Seigneur de lumière
Par
Etre dieu est une des plus anciennes professions du monde.


A la glorieuse époque de ma boulimie littéraire (et sciencefictionnesque), Seigneur de lumière, le roman multi-primé de Roger Zelazny (davantage connu dans l’hexagone pour sa saga sur les Princes d’Ambre), avait su provoquer en moi cet enthousiasme teinté de vénération pour l’œuvre dans son ensemble, qui avait su me fasciner tant par les sujets abordés que par le style très riche et bondé de sentences exaltantes.

Grand amateur de mythes, dans lesquels il puise abondamment la matière de ses ouvrages principaux, Zelazny s’est cette fois penché sur le panthéon hindou, et raconte une véritable saga haute en couleur naviguant entre space opera et récit initiatique. L’action se passe sur un monde qui se prépare à une révolte tant théologique que spirituelle : l’un des dieux régnant sur les mentalités humaines décide qu’il est temps pour les mortels de partager les secrets savoirs que ses pairs détiennent. Car ne sont-ils pas tous (de Brahma à Vishnou ainsi que lui-même, qui a porté plusieurs noms, dont celui du Bouddha) que de simples conquérants venus de l’espace dotés de moyens technologiques impressionnants qui leur confèrent l’immortalité et des pouvoirs fantastiques ? L’heure de la vérité a sonné et Sam se fait fort de la communiquer aux hommes, quitte à trahir les siens, farouchement ancrés dans leur hégémonie - et notre dieu renégat devra se trouver de puissantes alliances afin de tenter de renverser cette théocratie, allant jusqu’à braver la mort elle-même.  

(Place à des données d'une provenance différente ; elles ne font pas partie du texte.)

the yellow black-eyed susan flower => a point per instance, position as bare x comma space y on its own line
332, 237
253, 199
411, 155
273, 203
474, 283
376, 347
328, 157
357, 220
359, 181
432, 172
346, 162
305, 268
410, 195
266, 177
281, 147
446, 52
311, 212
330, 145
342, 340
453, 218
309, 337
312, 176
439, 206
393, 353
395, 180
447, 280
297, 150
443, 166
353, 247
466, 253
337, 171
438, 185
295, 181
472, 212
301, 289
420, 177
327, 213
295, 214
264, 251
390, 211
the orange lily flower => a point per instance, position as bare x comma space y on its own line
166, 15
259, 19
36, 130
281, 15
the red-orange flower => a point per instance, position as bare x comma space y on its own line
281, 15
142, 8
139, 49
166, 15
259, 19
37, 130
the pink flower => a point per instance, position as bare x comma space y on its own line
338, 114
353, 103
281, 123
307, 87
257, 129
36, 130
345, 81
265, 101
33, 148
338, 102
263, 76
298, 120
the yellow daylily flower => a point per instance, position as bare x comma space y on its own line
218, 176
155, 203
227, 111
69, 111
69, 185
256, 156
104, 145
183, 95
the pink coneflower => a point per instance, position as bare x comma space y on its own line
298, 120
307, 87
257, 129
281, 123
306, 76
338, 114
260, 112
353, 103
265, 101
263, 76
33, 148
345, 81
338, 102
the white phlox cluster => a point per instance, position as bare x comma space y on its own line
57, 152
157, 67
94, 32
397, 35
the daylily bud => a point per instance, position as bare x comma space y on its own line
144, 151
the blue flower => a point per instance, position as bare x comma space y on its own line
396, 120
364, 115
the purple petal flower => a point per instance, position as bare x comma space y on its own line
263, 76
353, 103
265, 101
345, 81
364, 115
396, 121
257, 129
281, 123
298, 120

Seigneur de lumière, malgré sa densité, son caractère parfois trop didactique, ses dialogues vaguement philosophiques, s’est avéré un livre immédiatement palpitant, foisonnant, riche en citations tirées des grands ouvrages fondateurs de la culture indienne, dans lequel on ne peut que prendre fait et cause pour ce héros particulier, ancien conquérant sous le nom de Siddharta, respecté sous le nom de Bouddha, adoré sous celui de Mahasamatman mais qui préfère désormais, et plus humblement, se faire appeler Sam. A la manière d’un Prométhée équivoque, il va provoquer le Panthéon, persuadé que la chute des dieux doit être la condition nécessaire à l’amélioration de la condition humaine. Certains sont prêts à le suivre, mais il lui faudra déployer des trésors d’ingéniosité et de persévérance pour espérer vaincre ses anciens associés qui tiennent toujours à leur statut divin, enfermés dans le vaisseau qui leur sert d’Olympe inviolable.

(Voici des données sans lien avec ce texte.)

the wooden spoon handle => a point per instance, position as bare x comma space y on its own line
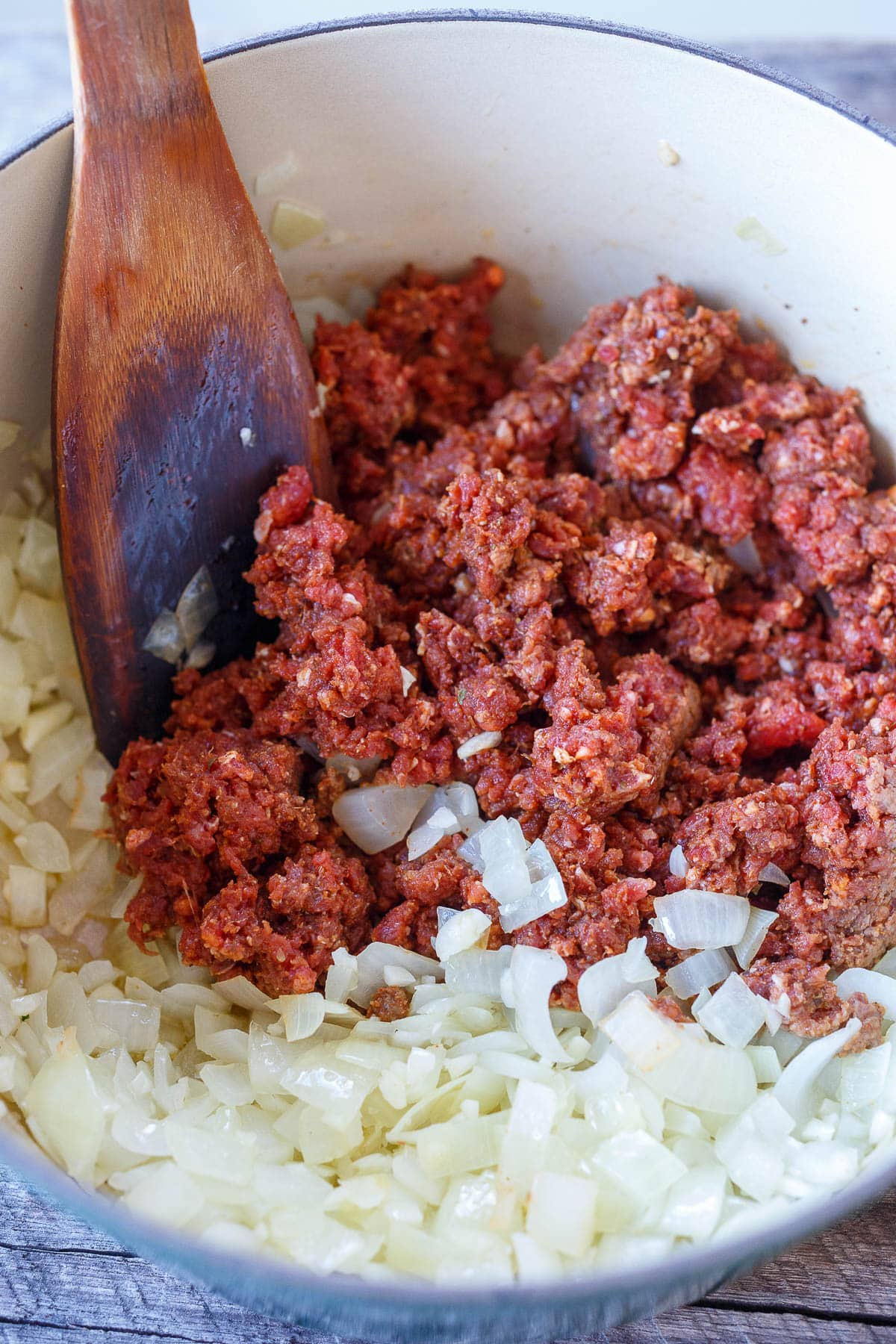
181, 385
139, 55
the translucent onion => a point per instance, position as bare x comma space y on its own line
196, 606
467, 929
341, 976
746, 556
706, 1077
534, 972
354, 769
734, 1015
379, 816
166, 638
695, 918
677, 863
794, 1088
879, 988
452, 809
481, 742
754, 936
477, 972
644, 1035
605, 984
702, 971
827, 604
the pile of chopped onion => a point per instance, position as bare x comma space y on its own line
484, 1137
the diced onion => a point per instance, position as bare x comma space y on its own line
341, 976
754, 936
373, 960
734, 1015
196, 606
605, 984
879, 989
795, 1083
746, 556
827, 604
467, 930
534, 972
700, 971
481, 742
453, 808
642, 1034
695, 918
166, 638
301, 1014
677, 863
378, 816
477, 972
293, 225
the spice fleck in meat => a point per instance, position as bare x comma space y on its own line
543, 544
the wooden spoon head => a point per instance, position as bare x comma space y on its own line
181, 383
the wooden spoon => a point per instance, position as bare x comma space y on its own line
181, 383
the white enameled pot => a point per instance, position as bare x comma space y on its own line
586, 159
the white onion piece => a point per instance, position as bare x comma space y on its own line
196, 606
644, 1035
887, 964
373, 961
744, 554
534, 972
635, 962
546, 893
354, 769
706, 1077
677, 863
481, 742
754, 936
301, 1014
695, 918
605, 984
341, 976
503, 848
242, 992
449, 811
794, 1088
381, 815
166, 638
477, 972
467, 930
880, 989
734, 1015
700, 971
827, 604
132, 1021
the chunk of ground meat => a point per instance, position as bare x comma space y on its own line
647, 688
391, 1003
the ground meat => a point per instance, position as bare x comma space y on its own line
391, 1003
541, 551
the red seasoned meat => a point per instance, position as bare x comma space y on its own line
541, 551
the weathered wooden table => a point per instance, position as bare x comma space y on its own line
60, 1281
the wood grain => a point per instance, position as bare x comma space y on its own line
175, 336
60, 1281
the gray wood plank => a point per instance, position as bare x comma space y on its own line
60, 1281
847, 1270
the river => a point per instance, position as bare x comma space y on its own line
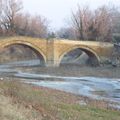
94, 87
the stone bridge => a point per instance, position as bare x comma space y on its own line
52, 51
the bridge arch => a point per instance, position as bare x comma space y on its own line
33, 47
91, 54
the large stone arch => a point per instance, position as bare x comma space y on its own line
36, 49
87, 50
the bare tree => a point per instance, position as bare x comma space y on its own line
38, 26
93, 25
11, 9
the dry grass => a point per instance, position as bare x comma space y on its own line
28, 102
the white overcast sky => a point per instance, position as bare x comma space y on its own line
58, 11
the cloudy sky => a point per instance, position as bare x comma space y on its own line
58, 12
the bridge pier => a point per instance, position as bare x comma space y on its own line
51, 54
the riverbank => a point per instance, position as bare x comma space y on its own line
46, 104
76, 70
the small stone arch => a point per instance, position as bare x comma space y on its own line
37, 50
91, 53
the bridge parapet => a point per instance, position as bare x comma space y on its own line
54, 50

Entre intrigues retorses, alliances contre-nature et combats dantesques où les pouvoirs apocalyptiques des Attributs se déchaînent, ce roman de fantasy sur fond de SF est une fresque baroque et stupéfiante qui demande tout de même un gros appétit de lecture (Zelazny n’est pas avare de phrases alambiquées et se la joue un peu Salaambô). Néanmoins l’œuvre procure des moments d’une rare intensité, où les amours et les haines de ces super-héros cosmiques servent de toile de fond à une épopée élégante et maîtrisée. Sam, à l’instar du Richard Francis Burton dépeint par Farmer dans le Monde du Fleuve, devient instantanément un héros moderne, puissant mais vulnérable, mû par une volonté inébranlable et doué d’un charme irrésistible. Le titre n’aura pas volé son Prix Hugo en 1968. 

 J'arracherai ces étoiles au ciel et je les jetterai à la face des dieux, si c'est nécessaire.


+ Les points positifs - Les points négatifs
  • Très riche en personnages et en intrigues.
  • Une façon intéressante d'aborder l'hindouisme.
  • Une alternance équilibrée entre moments de réflexion et déferlements titanesques.
  • On en ressort enrichi, voire illuminé.
  • Un héros instantanément charismatique.

  • Des lourdeurs dans le style, avec des phrases multipliant les propositions.
  • Une multiplication des noms et des lieux qui semble anarchique et pousse parfois à revenir en arrière dans la lecture.
  • Quelques légères frustrations avec certaines ellipses.